No… this wasn't real.

But the blood—her blood—painted the cold stone in a way that could never be undone. It clung to my claws, staining deeper than skin. I couldn't look away. I couldn't blink.

My claw—crafted from my own essence, sharpened for a thousand battles—trembled in front of my eyes.

This claw was never meant to harm them.

It was hers.

She lay crumpled at my feet, motionless. Her golden eyes—once so bright—stared up at me, wide and empty.
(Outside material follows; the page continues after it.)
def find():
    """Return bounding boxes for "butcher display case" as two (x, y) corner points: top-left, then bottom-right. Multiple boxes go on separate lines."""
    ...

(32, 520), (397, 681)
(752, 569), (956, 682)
Lips parted. As if still trying to form a question.

A question I would never be able to answer.

Why?

"L-Lord Allen!!"

The shout cut through me, jagged and raw.

Ruvan. The quietest of my four.

He stumbled forward, falling to his knees, his arms wrapping around her limp body as though he could somehow shield her from what had already happened. His voice cracked, filled with a fury I had never heard from him.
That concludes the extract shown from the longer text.